Os Estados Unidos da América são absolutamente dominantes na história do basquetebol, tanto masculino como feminino. Por isso, vitórias sobre os EUA têm um peso diferenciado neste esporte. Para entender a história dos confrontos da Seleção Brasileira de Basquete Masculino sobre a Seleção dos Estados Unidos, é preciso se fragmentar o histórico por confronto, pois os norte-americanos sempre deram pesos diferenciados para as diferentes competições do calendário internacional.
Histórico de 75 Anos de encontros Brasil contra Estados Unidos:
Jogos Olímpicos
1952: EUA 57 x 53 Brasil (Helsingue, Finlândia)
1956: EUA 113 x 51 Brasil (Melbourne, Austrália)
1960: EUA 90 x 63 Brasil (Roma, Itália)
1964: EUA 86 x 53 Brasil (Tóquio, Japão)
1968: EUA 75 x 63 Brasil (Cidade do México, México)
1972: EUA 61 x 54 Brasil (Munique, Alemanha)
1988: EUA 102 x 87 Brasil (Seul, Coréia do Sul)
1992: EUA 127 x 83 EUA (Barcelona, Espanha)
1996: EUA 98 x 75 Brasil (Atlanta, EUA)
2024: EUA 122 x 87 Brasil (Paris, França)
Acumulado histórico: EUA 10-0 BRASIL
O basquete dos Estados Unidos sempre deu mais importância para as Olimpíadas dentre todas as competições internacionais de basquete, tanto que das 21 edições disputadas entre 1936 e 2024, os Estados Unidos ficaram com a Medalha de Ouro em 17 oportunidades no basquete masculino. Só não ganharam medalha uma vez, na edição que boicotaram e não disputaram, em 1980 na União Soviética. O lugar mais alto do pódio só deixou de ser norte-americano nas edições de 1972 vencida pela União Soviética, em 1980 quando não disputaram e o ouro foi da Iugoslávia, em 1988 conquistada pela União Soviética, e em 2004, vencida pela Argentina.
Em Olimpíadas, o basquete dos Estados Unidos não deu chances ao Brasil. Foram 10 duelos e 10 vitórias norte-americanas. Foram 4 pontos de vantagem em 1952 (a vitória mais apertada), impressionantes 62 em 1956, 27 em 1960, 33 em 1964, 12 em 1968, 7 em 1972, 15 em 1988, 44 em 1992, quando os EUA jogaram com o "Dream Team", 23 em 1996, e 35 em 2024. A ampla maioria das vezes, portanto, tendo sido vitórias contundentes. Só em 2 oportunidades nestes 10 confrontos, a diferença foi inferior a 10 pontos.
Campeonato Mundial
1950: EUA 45 x 42 Brasil (Buenos Aires, Argentina)
1954: EUA 62 x 41 Brasil (Rio de Janeiro, Brasil)
1959: Brasil 81 x 67 EUA (Santiago, Chile)
1963: Brasil 85 x 81 EUA (Rio de Janeiro, Brasil)
1967: Brasil 80 x 71 EUA (Montevidéu, Uruguai)
1970: Brasil 69 x 65 EUA (Ljubljana, Iugoslávia)
1974: EUA 103 x 83 Brasil (San Juan, Porto Rico)

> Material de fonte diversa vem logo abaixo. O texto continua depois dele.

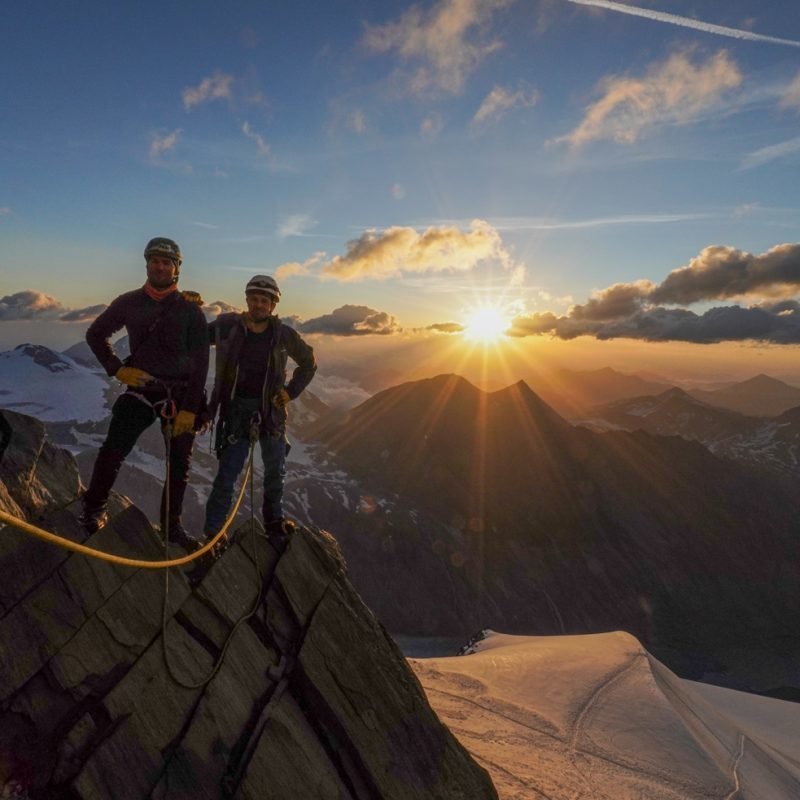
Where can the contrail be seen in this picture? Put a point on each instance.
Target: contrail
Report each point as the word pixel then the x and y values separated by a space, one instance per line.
pixel 686 22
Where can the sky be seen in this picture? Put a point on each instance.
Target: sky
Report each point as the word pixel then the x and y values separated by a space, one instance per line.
pixel 615 182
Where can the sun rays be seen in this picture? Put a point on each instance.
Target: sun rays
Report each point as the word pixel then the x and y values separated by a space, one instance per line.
pixel 485 324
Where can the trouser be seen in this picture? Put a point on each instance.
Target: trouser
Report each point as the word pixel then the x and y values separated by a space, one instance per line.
pixel 130 417
pixel 232 458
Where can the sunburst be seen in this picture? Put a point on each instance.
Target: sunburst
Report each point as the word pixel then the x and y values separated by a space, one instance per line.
pixel 485 324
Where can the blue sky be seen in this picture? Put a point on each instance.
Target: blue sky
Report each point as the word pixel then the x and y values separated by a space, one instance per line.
pixel 408 160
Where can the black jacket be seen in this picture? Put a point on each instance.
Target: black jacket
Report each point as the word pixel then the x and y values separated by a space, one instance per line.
pixel 176 349
pixel 228 332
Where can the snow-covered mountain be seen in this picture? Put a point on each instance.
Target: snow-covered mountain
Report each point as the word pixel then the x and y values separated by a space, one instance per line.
pixel 50 386
pixel 597 716
pixel 760 396
pixel 769 442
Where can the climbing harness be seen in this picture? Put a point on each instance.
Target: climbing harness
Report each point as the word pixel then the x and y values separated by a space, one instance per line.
pixel 68 544
pixel 262 581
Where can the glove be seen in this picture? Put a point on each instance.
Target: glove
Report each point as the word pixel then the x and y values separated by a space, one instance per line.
pixel 184 423
pixel 281 399
pixel 133 377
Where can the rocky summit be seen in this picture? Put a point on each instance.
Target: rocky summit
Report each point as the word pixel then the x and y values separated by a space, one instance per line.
pixel 266 678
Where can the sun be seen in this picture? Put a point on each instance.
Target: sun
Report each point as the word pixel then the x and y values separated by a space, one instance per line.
pixel 485 324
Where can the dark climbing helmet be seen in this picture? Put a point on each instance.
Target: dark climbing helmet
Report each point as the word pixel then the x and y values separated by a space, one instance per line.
pixel 263 284
pixel 161 246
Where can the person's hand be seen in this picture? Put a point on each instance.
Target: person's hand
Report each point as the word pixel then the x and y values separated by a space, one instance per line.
pixel 133 377
pixel 184 423
pixel 281 399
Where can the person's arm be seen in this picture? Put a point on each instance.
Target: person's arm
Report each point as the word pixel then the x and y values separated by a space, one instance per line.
pixel 101 330
pixel 5 435
pixel 198 336
pixel 303 355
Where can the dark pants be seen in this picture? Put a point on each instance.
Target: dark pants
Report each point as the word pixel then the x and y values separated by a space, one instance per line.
pixel 130 417
pixel 232 458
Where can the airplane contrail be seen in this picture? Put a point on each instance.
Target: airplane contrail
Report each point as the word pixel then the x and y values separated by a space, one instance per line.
pixel 686 22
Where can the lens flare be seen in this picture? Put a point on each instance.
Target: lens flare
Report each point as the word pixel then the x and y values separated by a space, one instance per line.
pixel 485 324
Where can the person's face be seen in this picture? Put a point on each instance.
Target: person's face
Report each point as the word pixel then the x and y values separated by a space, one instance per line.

1978: Brasil 92 x 90 EUA (Manila, Filipinas)
1986: EUA 96 x 80 Brasil (Madrid, Espanha)
1994: EUA 111 x 68 Brasil (Toronto, Canadá)
1998: EUA 83 x 59 Brasil (Atenas, Grécia)
2010: EUA 70 x 68 Brasil (Istanbul, Turquia)
2019: EUA 89 x 73 Brasil (Shenzhen, China)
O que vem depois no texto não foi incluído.